In rheumatology, opioids may be prescribed for pain that is unresponsive to paracetamol, NSAIDs, and disease-modifying drugs—for example, in late rheumatoid arthritis patients with severe joint deformities. There is evidence that the addition of codeine to paracetamol is more effective than paracetamol alone in the treatment of patients with osteoarthritis of the hip. Escalation of therapy may, however, be limited by adverse effects. Various other opioids have been trialled in the rheumatology setting, eg controlled-release oxycodone; however, their use is limited to specific conditions. Commencement of opioids in rheumatology patients should be done as part of an overall pain management strategy, and should involve consultation with the rheumatologist or other pain specialist.

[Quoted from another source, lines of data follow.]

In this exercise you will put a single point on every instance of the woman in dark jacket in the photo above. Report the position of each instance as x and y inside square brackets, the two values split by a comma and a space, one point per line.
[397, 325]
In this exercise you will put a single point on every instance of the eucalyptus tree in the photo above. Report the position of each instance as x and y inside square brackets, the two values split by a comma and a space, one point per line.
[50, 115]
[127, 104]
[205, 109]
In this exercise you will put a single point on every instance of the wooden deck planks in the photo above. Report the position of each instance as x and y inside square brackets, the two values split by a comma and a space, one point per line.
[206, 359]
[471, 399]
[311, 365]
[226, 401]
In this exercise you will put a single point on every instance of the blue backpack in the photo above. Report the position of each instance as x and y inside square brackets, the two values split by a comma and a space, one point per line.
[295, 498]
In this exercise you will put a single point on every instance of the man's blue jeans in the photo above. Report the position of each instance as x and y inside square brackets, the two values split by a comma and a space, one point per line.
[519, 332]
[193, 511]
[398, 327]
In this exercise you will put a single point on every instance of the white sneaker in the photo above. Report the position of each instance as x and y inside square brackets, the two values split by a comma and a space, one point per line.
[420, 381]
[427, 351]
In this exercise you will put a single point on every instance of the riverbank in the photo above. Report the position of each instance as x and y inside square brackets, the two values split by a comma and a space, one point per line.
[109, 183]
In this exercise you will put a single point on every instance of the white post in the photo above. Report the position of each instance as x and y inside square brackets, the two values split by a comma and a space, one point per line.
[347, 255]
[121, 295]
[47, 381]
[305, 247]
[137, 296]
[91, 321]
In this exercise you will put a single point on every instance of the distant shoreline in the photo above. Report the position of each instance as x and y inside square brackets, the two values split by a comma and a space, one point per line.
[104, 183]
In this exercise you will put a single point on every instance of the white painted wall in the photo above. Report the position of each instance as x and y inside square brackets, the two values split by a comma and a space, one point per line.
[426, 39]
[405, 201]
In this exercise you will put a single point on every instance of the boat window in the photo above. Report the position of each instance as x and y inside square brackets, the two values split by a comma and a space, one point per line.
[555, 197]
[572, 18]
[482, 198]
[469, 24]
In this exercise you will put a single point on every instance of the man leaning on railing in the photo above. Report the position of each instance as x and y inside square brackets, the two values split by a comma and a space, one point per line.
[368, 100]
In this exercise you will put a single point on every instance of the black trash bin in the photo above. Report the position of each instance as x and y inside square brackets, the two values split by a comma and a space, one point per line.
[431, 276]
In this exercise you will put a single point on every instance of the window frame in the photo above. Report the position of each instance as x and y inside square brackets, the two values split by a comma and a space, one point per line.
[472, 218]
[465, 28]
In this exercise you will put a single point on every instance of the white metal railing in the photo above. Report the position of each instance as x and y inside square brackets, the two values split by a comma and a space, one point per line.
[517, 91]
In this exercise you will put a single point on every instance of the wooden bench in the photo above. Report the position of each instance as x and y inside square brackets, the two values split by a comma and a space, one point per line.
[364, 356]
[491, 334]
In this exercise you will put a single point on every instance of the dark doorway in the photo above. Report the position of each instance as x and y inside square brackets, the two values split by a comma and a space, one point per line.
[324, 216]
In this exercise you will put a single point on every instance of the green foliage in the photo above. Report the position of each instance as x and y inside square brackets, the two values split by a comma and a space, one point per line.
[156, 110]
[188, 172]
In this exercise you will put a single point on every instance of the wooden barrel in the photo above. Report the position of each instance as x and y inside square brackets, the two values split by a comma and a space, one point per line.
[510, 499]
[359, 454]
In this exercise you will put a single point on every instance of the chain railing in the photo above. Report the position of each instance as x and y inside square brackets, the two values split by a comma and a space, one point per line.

Guidelines for the use of opioids in chronic noncancer pain have been developed.
Key issues to consider are:
  • accurate diagnosis, including specialist assessment, of the underlying cause of the pain
  • lack of adequate response, or a contraindication, to physical, surgical and other pharmacological treatments
  • some assessment of psychological stability of the patient
  • informed consent from the patient after discussion about assessment of efficacy and the risks of opioid treatment 
 
  • limiting prescriptions and dispensing of opioids to the doctor(s) and pharmacy with whom the patient has frequent and long-term contact
  • reassessment after a trial period of 4 to 6 weeks, and tapering and cessation of the drug if adverse effects outweigh the therapeutic benefits, or if treatment goals have not been reached.